Al invierno, por más que que las sociedades modernas le hayan reservado su propio espacio de ocio, no le dedican los poetas cuadernos de vacaciones; no, al menos, con la vocación iluminadora con la que hablan de otras épocas menos sombrías. En el invierno, el pintor impresionista se recoge al abrigo del brasero aguardando el esplendor de la naturaleza y la luz primaveral de un mayo florido. Al final de diciembre, a las cuatro de la mañana, desde un gélido Nueva York, escribe Leonard Cohen su “famous blue raincoat”.

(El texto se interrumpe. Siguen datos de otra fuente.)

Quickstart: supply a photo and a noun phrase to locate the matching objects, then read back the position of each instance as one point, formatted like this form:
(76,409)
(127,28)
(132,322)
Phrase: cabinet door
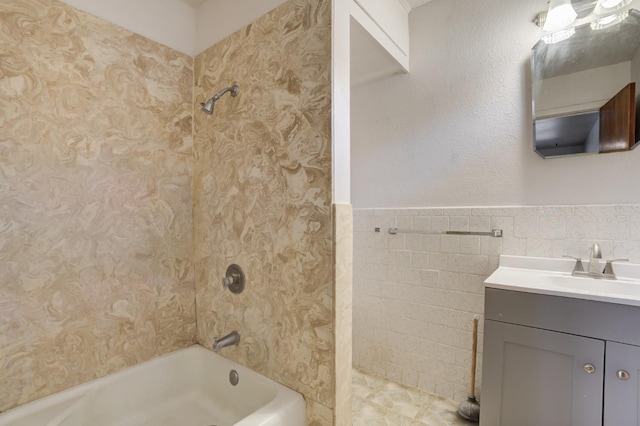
(621,399)
(538,377)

Del invierno llaman la atención la escarcha en los cristales, la nueva moda de bufandas, guantes y gorros y el aire fúnebre de los pálidos tonos que adquiere la hierba, aterida de frío. Y no importa que el cielo muestre un azul anticiclónico, pues el ciudadano no levanta la mirada por miedo a que la brisa congele sus vasos sanguíneos –quién quiere morir en invierno–. En estos meses de hielo y oscuridad, la rutina encierra a la inspiración y los planes quedan pospuestos a la espera del equinoccio, antesala de un nuevo solsticio al que saludar con lenguas de fuego y libaciones a dioses paganos que nos hablan de esta forma tan particular de vivir el ateísmo que nos caracteriza.

Dejen, sin embargo, que me niegue a aceptar cuantas sentencias se han vertido sobre el invierno en anteriores líneas. Déjenme, sí, mientras tirito, sí, mientras observo desde mi ventana al roble desnudo y al ciprés insolente. Déjenme que les proponga unos cuantos planes para llenarlo, para poder recordarlo del mismo modo en el que nos referimos, con nostalgia, a aquellos veranos de la infancia, con sus amores genuinos y esos juegos tan serios. Sin renunciar a la melancolía a la que nos convida, al encuentro con uno mismo, pero valorándolo como un período fundamental del año y, por lo tanto, de nuestras vidas.

Porque en invierno uno puede encontrar en el tiempo una excusa perfecta para abrir ese clásico que lleva años llenando de cultura su salón. O encontrar en una butaca del cine el lugar indicado para viajar sin necesidad de llenar dos maletas con ropa de abrigo. En invierno, el humo de la taza de café señala el lugar donde se urden conspiraciones o se traman planes más modestos. En invierno vuelve a tener sentido el reproductor de vinilos, el brazo que rodea el hombro y la mano que aprieta la tuya deseando la fusión completa de dos almas. En cada paseo hacia el estadio, con las manos en los bolsillos y los dientes apretados, se renuevan las pasiones irracionales. En cada espera bajo la lluvia, en la que el tiempo parece no avanzar suficientemente rápido, mientras el amante repasa mentalmente la hora a la que llegaba su tren, también.

En este invierno, lean como si acabaran de cobrar el intelecto, acudan al cine como si fueran vecinos de Edison o los Lumière, deténganse a escuchar ese disco recuperando en su interior aquello que provocó su compra. Tomen café y conspiren, sí, conspiren a favor de esta estación del año, en contra de todo aquello que la viene relegando a los umbrales solitarios de una mente atormentada o aislada. Y amen. Amen también el frío.